Veröffentlicht am

«Die Freiwilligenarbeit soll ideell gestärkt werden»

«Die Freiwilligenarbeit soll ideell  gestärkt werden» «Die Freiwilligenarbeit soll ideell  gestärkt werden»

 

Franziska Keller sowie Janine und Urs Birchler wollen im kommenden Jahr eine KISS-Genossenschaft in Einsiedeln gründen. Janine und Urs Birchler erklären, was es damit auf sich hat.

VICTOR KÄLIN

Was will KISS?

Grundsätzlich geht es um die Nachbarschaftshilfe. KISS fördert und unterstützt dabei auch bereits bestehende Strukturen und Hilfen, damit die Menschen möglichst lange in ihren eigenen vier Wänden wohnen können. Wie kann man sich das konkret vorstellen? KISS will der Freiwilligenarbeit in Form von Zeitgutschriften Wertschätzung geben. KISS arbeitet mit bestehenden Organisationen zusammen. Wo zusätzlicher Bedarf ist, wirkt KISS ergänzend; zusätzliche Angebote entspringen in der KISS-Genossenschaft durch die Bedürfnisse der Leistungsempfänger und der Leistungserbringer. Mit einem einmaligen Beitrag von 100 Franken kann jedermann Mitglied der Genossenschaft werden, sei es als Leistungsempfänger oder als Leistungserbringer.

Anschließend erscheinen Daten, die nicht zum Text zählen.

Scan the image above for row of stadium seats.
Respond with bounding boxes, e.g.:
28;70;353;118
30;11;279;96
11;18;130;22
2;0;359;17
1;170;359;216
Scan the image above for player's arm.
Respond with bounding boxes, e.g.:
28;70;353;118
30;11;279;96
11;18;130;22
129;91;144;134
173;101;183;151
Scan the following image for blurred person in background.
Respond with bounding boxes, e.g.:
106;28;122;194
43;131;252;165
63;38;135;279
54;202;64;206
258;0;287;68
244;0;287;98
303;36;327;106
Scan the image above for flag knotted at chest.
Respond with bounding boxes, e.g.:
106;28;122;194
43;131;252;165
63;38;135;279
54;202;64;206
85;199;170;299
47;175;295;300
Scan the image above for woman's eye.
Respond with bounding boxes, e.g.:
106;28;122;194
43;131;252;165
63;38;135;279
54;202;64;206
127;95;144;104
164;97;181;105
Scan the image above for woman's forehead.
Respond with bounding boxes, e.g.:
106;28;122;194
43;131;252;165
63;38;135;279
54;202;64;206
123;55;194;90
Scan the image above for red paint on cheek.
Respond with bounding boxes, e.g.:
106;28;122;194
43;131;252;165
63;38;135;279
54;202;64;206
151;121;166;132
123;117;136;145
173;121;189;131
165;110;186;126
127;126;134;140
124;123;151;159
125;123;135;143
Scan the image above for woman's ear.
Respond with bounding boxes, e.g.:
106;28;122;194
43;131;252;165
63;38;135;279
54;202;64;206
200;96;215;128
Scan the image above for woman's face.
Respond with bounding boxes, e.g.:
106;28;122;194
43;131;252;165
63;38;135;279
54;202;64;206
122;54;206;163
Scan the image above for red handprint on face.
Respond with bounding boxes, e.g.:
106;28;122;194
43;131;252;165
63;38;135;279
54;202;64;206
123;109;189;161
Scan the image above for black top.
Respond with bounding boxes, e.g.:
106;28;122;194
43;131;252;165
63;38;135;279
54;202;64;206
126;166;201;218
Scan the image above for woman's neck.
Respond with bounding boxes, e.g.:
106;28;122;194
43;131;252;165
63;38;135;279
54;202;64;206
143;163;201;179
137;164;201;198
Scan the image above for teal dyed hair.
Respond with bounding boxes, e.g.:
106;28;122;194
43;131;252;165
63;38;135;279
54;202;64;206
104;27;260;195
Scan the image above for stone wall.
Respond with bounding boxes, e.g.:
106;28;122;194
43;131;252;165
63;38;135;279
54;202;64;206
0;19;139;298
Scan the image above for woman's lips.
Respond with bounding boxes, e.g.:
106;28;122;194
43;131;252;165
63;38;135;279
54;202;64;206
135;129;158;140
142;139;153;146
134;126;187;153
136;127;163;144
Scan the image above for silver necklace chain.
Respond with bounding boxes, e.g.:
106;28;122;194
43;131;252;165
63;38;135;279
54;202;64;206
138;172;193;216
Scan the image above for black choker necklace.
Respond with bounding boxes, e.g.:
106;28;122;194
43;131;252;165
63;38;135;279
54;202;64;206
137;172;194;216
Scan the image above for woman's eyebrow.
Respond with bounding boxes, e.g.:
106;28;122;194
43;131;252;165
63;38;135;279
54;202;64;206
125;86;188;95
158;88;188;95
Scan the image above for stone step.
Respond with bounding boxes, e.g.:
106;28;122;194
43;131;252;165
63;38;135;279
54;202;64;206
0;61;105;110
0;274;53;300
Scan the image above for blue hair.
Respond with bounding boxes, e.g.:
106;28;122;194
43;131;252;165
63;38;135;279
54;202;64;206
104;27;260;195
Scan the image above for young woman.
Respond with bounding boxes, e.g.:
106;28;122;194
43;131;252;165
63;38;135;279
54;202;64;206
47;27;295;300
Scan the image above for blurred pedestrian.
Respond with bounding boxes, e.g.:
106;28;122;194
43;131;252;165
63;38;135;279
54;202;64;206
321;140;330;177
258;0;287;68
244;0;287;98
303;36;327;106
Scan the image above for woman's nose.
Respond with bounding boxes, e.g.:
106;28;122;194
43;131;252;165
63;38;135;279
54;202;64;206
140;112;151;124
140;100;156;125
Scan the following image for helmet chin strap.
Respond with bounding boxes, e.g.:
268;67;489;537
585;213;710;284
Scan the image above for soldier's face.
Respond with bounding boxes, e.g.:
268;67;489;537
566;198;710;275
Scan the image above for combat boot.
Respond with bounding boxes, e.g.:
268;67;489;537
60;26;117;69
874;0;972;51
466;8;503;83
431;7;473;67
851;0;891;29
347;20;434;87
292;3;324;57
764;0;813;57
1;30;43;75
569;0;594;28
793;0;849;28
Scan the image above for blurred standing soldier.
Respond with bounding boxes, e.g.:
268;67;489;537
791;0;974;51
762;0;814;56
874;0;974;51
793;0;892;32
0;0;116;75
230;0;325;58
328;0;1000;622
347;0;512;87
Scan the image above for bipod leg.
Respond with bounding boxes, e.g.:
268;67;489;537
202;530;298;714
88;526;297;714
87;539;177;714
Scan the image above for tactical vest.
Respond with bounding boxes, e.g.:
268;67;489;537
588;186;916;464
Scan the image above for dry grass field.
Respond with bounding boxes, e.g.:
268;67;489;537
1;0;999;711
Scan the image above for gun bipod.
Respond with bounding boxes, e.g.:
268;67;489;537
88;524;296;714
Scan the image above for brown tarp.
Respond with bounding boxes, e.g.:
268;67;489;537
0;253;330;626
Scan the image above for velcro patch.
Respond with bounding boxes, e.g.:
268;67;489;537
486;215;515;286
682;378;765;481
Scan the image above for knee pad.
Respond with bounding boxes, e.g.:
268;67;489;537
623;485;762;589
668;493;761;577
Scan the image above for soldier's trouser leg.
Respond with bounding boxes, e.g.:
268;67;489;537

Wie sind die Erfahrungen anderer KISS-Organisationen? Sind solche Genossenschaften ein Bedürfnis? Oder einfach nur gut gemeint und sie versanden nach kurzer Zeit wieder? Die KISS-Genossenschaften erfahren grosse Resonanz. Die KISS-March, die erste im Kanton Schwyz, hatte bereits 2019, in ihrem zweiten Jahr, 129 Mitglieder; es wurden 3000 Stunden geleistet, die mit Zeitgutschriften entgolten wurden. Die KISS-Cham, 2019 bereits im fünften Geschäftsjahr, hatte 270 Mitglieder; es sind 7000 Stunden zugunsten von einzelnen Menschen und 6500 Stunden allgemein für Veranstaltungen (Mittagstisch und anderes) geleistet worden. Ist das neue Gefäss keine Konkurrenz zu anderen Institutionen?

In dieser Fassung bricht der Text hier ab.